Bayesian Control Loop Diagnosis by Combining Historical Data & Process Knowledge of Fault Signatures
Process Knowledge of Fault Signatures
Dr. Omid Namaki Talk
Department of Electrical and Computer Engineering, University of Alberta,Canada
Venue: Advanced Control Systems Lab (ACSL)
Date & Time: 18th April 2015, 11-12
Many performance monitoring algorithms (or monitors) have been developed to assess control performance and detect problems with specific components; however, these algorithms monitor single components as stand-alone experts and can be influenced by other problems they were not meant to detect. Thus, the occurrence of a problem can lead to flood of abnormal monitor outputs and alarms which can be difficult to interpret. This work focuses on how to combine information from the many different monitoring algorithms and some of process knowledge in order to obtain a more reliable diagnosis. While traditional statistical or data based methods need data from all abnormal cases it should diagnose/isolate, this work focuses on how to improve the Bayesian control loop diagnosis by integrating process knowledge and training data when some of abnormality data are sparse or not available in historical database. Simulation of the proposed Bayesian diagnostic system on the Tennessee Eastman Challenge problem is presented. It is demonstrated that the diagnosis is possible even when there is no training data (or only few samples) from some abnormalities.
About the speaker:
Omid Namaki received the B.Sc. and M.Sc. degrees in Electrical Engineering (control systems) from University of Tehran, Tehran, Iran, in 2002 and 2005, respectively and the Ph.D. degree in Electrical Engineering (control systems) from K.N. Toosi University of Technology, Tehran, Iran, 2011.
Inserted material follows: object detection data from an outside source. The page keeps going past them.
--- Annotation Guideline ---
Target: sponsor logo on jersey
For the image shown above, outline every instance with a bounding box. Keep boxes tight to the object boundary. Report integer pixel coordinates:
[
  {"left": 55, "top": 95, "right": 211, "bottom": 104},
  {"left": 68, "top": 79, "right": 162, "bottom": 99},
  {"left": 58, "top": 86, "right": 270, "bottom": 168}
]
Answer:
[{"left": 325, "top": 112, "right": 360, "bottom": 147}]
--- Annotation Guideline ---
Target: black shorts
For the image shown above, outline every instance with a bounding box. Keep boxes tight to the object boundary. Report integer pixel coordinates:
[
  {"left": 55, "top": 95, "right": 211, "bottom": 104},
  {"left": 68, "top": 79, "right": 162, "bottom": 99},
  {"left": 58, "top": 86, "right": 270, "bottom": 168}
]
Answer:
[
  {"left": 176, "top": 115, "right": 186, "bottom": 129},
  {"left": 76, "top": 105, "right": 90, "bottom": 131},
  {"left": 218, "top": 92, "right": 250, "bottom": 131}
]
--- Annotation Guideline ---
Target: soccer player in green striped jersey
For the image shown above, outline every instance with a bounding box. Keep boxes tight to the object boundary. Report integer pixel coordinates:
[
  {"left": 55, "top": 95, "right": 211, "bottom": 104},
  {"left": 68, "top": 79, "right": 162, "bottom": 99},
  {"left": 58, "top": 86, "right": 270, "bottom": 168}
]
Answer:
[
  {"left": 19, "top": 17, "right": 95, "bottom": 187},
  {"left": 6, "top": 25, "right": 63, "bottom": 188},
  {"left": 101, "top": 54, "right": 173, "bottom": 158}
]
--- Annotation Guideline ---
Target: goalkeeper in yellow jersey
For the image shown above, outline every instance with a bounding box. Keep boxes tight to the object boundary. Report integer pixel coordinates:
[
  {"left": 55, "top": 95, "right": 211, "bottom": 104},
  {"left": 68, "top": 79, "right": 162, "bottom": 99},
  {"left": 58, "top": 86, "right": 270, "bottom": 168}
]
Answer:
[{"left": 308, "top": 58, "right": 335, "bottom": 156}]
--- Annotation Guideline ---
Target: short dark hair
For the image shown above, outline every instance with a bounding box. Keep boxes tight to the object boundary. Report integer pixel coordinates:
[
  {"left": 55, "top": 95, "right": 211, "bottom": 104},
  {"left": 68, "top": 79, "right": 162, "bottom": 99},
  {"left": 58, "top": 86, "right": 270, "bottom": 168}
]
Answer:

He was a researcher with the Research Institute of Petroleum Industry, Tehran, from 2011 to 2012 and process control engineer in Farineh Fanavar Company in the field of industrial control and automation. He joined University of Alberta as a Postdoctoral Fellow in July 2013, where he is currently with the Department of Electrical and Computer Engineering. His research interests include advanced process control, abnormal event management, switching supervisory control, robust adaptive control and nonlinear control systems.